Tiziana Alagia

Personal information
- Nationality: Italian
- Born: March 8, 1973 (age 53) Lagonegro, Italy

Sport
- Country: Italy
- Sport: Athletics
- Event: Marathon

Achievements and titles
- Personal best: Marathon: 2:27.54 (2001);

= Tiziana Alagia =

Italian long-distance runner (born 1973)

Tiziana Alagia (born 8 March 1973) is a retired Italian long-distance runner who specialised in the marathon. She represented Italy at the World Championships in Athletics in 2001. A one-time Italian marathon champion, her best for the distance was 2:27:53 hours. She primarily competed in Italy and won marathon races in Florence, Carpi, Turin, Padova and Piacenza.

==Biography==
Born in Lagonegro, Potenza, she started her international career at the 1992 IAAF World Cross Country Championships, where she came 41st in the junior race. Later that year she competed on the track at the 1992 World Junior Championships in Athletics and was 14th in the 10,000 metres final. She represented Italy at the 1995 IAAF World Half Marathon Championships and began to make her impact on the road running scene in the late 1990s under the tutelage of Renato Canova.

Alagia had consecutive wins at the Vivicittà Firenze 12K in 1997 and 1998. She made her debut over the marathon distance at the Millennium for Peace marathon in Assisi, coming fourth. She broke the women's course record to win at the Cannes Half Marathon in February 2002 and went on to take two marathon wins later that year, first at the Cesano Boscone Marathon and then the Florence Marathon. She ended a breakthrough year with a win at the Best Woman 10 km in Fiumicino.

A career best run of 1:11:29 for the half marathon brought her the women's title at the 2001 Rome-Ostia Half Marathon. The fastest marathon of her career followed in April, as she won the Turin Marathon in a time of 2:27:54 hours. These performances gained her two further senior international selections: she was 21st at that year's European Cup 10000m and was chosen for the marathon at the 2001 World Championships in Athletics, where she again finished in 21st (just behind team mate Rosaria Console). Alagia won her first national title in 2002, as she won the women's race at the Italian Marathon in Carpi in a time of 2:30:24 hours. She won the Maratona del Salento in Parabita that year. He only major appearance of 2003 came at the Florence Marathon, where she was third. She missed most of the season through injury, but vowed to return to top level competition the following year.

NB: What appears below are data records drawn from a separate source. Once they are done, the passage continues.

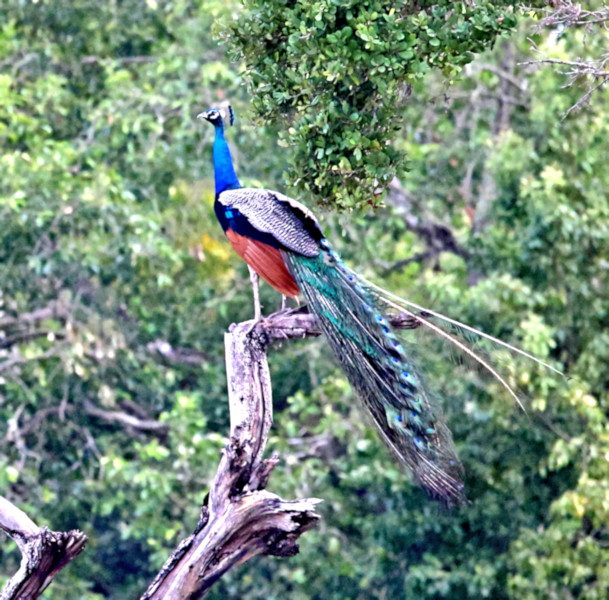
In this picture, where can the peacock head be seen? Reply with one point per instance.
(216, 115)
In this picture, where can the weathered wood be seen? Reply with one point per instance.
(240, 518)
(44, 552)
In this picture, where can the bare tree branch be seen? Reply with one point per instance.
(562, 14)
(44, 552)
(240, 519)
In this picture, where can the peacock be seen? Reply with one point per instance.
(280, 240)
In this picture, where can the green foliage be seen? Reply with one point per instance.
(110, 252)
(339, 74)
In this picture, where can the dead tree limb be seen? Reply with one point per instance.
(43, 552)
(239, 518)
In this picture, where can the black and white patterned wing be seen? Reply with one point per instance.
(288, 221)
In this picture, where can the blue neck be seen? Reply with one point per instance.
(224, 172)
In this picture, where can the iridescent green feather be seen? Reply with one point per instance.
(351, 317)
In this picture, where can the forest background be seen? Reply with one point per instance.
(116, 285)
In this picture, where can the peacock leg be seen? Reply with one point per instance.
(257, 308)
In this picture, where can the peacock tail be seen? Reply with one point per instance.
(281, 240)
(351, 316)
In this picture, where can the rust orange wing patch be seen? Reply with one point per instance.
(266, 261)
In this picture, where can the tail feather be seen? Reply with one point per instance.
(377, 366)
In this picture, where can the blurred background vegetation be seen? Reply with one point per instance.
(116, 284)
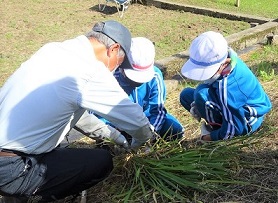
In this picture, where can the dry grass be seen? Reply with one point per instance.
(27, 25)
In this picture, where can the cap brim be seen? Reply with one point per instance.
(139, 76)
(126, 63)
(199, 73)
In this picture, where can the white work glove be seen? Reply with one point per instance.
(120, 140)
(205, 129)
(136, 143)
(194, 111)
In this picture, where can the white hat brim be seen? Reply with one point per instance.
(139, 76)
(199, 73)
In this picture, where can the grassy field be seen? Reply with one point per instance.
(260, 8)
(27, 25)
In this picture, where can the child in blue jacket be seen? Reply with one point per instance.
(230, 99)
(145, 86)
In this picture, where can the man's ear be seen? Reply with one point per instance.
(113, 49)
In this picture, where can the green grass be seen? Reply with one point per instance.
(27, 25)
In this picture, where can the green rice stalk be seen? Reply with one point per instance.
(168, 171)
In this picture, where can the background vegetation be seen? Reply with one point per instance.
(27, 25)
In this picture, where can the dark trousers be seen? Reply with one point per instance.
(54, 175)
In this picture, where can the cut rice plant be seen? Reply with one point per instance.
(170, 172)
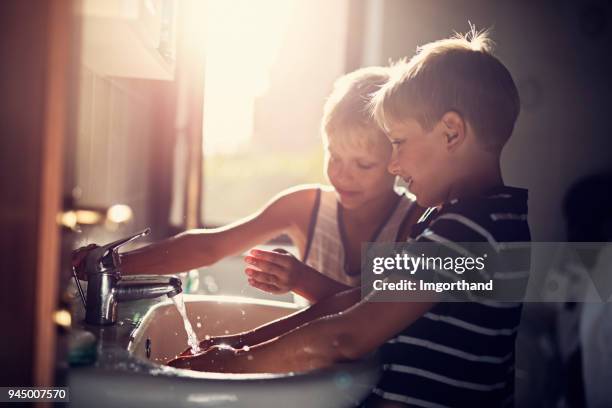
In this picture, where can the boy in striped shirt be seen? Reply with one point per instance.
(448, 112)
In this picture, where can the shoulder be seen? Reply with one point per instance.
(500, 215)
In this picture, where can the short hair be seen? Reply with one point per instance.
(347, 108)
(458, 74)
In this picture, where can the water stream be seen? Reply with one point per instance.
(192, 339)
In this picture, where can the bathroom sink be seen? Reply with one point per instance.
(140, 377)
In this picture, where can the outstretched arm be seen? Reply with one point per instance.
(202, 247)
(329, 306)
(276, 272)
(344, 336)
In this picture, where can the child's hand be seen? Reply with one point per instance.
(234, 341)
(275, 271)
(215, 359)
(78, 260)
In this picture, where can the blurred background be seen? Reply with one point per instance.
(122, 114)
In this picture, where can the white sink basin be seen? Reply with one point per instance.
(152, 384)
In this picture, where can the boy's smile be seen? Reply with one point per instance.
(420, 159)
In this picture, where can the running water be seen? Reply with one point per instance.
(192, 339)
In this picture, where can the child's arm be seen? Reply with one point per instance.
(281, 272)
(202, 247)
(345, 336)
(332, 305)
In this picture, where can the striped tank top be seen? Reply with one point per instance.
(325, 249)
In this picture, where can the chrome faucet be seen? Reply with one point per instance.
(106, 287)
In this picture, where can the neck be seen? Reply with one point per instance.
(478, 179)
(372, 211)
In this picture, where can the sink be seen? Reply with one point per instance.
(138, 378)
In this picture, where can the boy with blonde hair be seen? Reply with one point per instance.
(448, 113)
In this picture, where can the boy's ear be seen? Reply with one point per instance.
(453, 127)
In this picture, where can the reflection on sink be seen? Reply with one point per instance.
(146, 381)
(163, 327)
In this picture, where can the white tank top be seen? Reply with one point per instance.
(325, 250)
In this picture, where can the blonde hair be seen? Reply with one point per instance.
(346, 115)
(458, 74)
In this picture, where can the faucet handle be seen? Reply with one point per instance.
(106, 257)
(113, 246)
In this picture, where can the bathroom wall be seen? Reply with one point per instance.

Alagia trained in Namibia at the start of 2003 and made her comeback with wins at the Piacenza Marathon (running a course record of 2:38:13) and the Stramilano Half Marathon. Making a rare appearance outside the Italian road circuit, she ran at the Berlin Marathon in September and came sixth. Her best run of 2005 was at the Rome City Marathon, where she was runner-up to Silvia Skvortsova in a time of 2:31:46 hours. She returned to the Stramilano to defend her title but came fourth overall. Her final year of top level competition was at the age of 33 in 2006. She won the Piacenza Marathon for a second time and was sixth at the Vienna Marathon.